Parallel workaround with client server

How severe does this issue affect your experience of using Ray?

  • High: It blocks me to complete my task.

I’m attempting to perform some large scale training runs using RLlib’s client-server model. I have an external environment for which I’ve created an API and hooked it into RLlib’s MultiAgentEnv. I run this as the client. Then I have a sever that pretty much looks just like the one from the CartPole server example.

I have access to a lot of compute nodes and I need to run a lot of instances of my environment at the same time in order to achieve the training time goals. So I potentially need to launch 100s-1000s of instances of my environment across dozens of compute nodes and have them send data to the server node for training.

As a first test, I’m just running the CartPole client-server example, where both client and server are running on the same compute node. This is a node with 72 CPUs. I have created a bash script that can launch N client processes, each of which creates the CartPole game and generates data. I run the server script directly from terminal with --num-workers N. In my understanding, for every client that generates data, I need to have a worker listening on that client’s port. When I run with 72 workers, everything works out. I can start the server with no errors and I can run my bash script which launches 72 copies of the CartPole client. I’ve created some debugging output to ensure that they are connecting, and it all works.

Now, I attempt to go to 73 workers, which is one more worker than the number of CPUs I have available. I start by launching the server, and I get the following error:

(scheduler +48s) Warning: The following resource request cannot be scheduled right now: {'CPU': 1.0}. This is likely due to all cluster resources being claimed by actors. Consider creating fewer actors or adding more nodes to this Ray cluster.

I do not launch any clients because this error is enough to stop me. It looks like I can only create as many workers as CPUs, so I can only create 72 workers, and therefore I can only scale up to 72 instances of my environment. That’s not so bad if I only had a single compute node, but I have access to hundreds, and I would like to be able to launch 1000s of instances of my environment.

Questions:

  1. Is there a better design than to have a single server handling the training?
  2. Is there a way for multiple clients to send data to the same worker on the same port? For example, suppose there were three clients sending data to a worker on port 9900. Is this possible in RLlib, or does there have to be a direct 1-1 match up between workers and clients.
  3. Can I add an intermediary layer that gathers up the the data from multiple clients and sends the batch to a single worker?
  4. I know that RLlib has num_envs_per_worker. Is there something like this for client-server mode?

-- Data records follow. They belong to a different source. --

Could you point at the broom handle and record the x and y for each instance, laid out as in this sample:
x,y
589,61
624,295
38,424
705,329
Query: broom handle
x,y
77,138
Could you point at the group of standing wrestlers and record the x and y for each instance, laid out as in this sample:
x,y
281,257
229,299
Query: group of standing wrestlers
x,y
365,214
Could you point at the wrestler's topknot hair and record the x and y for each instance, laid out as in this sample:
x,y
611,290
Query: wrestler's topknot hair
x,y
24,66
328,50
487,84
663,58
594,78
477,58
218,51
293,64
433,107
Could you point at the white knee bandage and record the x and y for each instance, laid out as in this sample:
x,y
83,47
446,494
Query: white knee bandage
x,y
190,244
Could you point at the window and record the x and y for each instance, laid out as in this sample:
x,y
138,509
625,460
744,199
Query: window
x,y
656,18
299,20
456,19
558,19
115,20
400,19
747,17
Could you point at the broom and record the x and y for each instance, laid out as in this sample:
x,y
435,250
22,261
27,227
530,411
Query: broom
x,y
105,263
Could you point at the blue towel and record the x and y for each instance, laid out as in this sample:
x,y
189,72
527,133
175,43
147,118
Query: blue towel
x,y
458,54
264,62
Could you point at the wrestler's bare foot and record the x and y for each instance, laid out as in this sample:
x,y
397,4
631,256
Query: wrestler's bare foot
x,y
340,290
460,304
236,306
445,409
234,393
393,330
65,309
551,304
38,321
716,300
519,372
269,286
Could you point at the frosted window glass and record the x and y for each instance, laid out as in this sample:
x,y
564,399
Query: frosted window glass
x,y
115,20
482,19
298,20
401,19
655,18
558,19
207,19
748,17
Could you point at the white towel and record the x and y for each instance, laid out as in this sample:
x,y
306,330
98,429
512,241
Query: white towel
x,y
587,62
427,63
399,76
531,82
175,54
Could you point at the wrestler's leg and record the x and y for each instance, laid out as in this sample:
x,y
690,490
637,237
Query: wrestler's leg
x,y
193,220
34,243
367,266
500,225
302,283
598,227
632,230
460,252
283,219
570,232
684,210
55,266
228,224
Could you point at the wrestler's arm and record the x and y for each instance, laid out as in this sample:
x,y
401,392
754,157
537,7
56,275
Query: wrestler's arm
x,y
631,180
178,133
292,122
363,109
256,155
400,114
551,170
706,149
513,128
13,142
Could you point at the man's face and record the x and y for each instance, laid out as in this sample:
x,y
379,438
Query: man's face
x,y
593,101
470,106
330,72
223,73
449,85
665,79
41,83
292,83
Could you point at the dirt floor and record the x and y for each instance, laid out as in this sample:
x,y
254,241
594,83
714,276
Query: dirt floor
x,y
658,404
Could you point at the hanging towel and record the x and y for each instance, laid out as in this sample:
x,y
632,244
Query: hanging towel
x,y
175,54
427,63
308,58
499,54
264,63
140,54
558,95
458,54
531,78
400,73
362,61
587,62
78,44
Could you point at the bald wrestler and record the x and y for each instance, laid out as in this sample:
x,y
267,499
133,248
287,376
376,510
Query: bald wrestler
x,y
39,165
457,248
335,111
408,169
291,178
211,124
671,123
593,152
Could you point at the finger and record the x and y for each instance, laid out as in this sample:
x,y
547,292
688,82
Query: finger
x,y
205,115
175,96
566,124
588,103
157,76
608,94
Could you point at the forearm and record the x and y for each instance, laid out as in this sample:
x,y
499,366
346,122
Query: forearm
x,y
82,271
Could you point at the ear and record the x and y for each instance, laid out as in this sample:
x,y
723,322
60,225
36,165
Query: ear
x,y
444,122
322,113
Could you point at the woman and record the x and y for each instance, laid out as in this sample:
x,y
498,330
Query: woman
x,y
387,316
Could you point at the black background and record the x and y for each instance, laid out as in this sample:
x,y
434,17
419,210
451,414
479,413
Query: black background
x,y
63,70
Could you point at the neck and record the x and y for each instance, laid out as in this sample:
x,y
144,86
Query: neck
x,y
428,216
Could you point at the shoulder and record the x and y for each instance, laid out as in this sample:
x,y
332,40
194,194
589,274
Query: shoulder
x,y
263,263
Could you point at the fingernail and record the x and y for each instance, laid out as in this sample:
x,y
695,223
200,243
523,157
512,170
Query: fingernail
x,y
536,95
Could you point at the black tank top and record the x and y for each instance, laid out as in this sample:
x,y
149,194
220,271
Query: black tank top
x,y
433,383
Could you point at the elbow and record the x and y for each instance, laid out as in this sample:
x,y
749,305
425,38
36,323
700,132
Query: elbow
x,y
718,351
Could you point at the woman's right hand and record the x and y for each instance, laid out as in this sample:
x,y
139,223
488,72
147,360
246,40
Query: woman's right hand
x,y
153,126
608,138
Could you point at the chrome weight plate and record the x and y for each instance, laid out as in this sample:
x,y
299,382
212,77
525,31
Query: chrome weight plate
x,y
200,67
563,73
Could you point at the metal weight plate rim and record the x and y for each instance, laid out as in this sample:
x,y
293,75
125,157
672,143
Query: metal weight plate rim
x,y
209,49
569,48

When I say “can I do this,” of course the answer is yes because all it takes is some creativity. But what I’m really asking is “Does RLlib support this off the shelf, and if not, how hard is it to implement it?”

Thanks!

Pinging this in case it has been glanced over. Would love some guidance here. Thanks!

Hi @rusu24edward ,

This is how it is done in the example. I have not verified this yet but I would think that since the PolicyServerInput class really just implements an HTTP server with a REST API that you could have multiple clients send trajectories to that one server. I suppose it could break because the rollout worker cannot support multiple active envs but is that really different than setting num_envs_per_worker > 1?.

First I would suggest checking if that is true. Can you start the server with num_workers=0 and then start 10 clients that all send data to the same ip:port. If you try this and it works please let us know.

If that is true then the second consideration is that you might run into scaling issues with just one input server if you are really launching 1000s of clients. In that case the next step would be to create 1 PolicyServerInput servers for every n number of clients and have a way to assign a client to a port. Personally, I would benchmark the throughput of 1 PolicyServerInput before scaling up.

1 Like

Hi Manny, thanks for the suggestion. I am able to run multiple clients per trainer worker, and that should help me make progress.

Follow up question, how does RLlib handle num_envs_per_worker?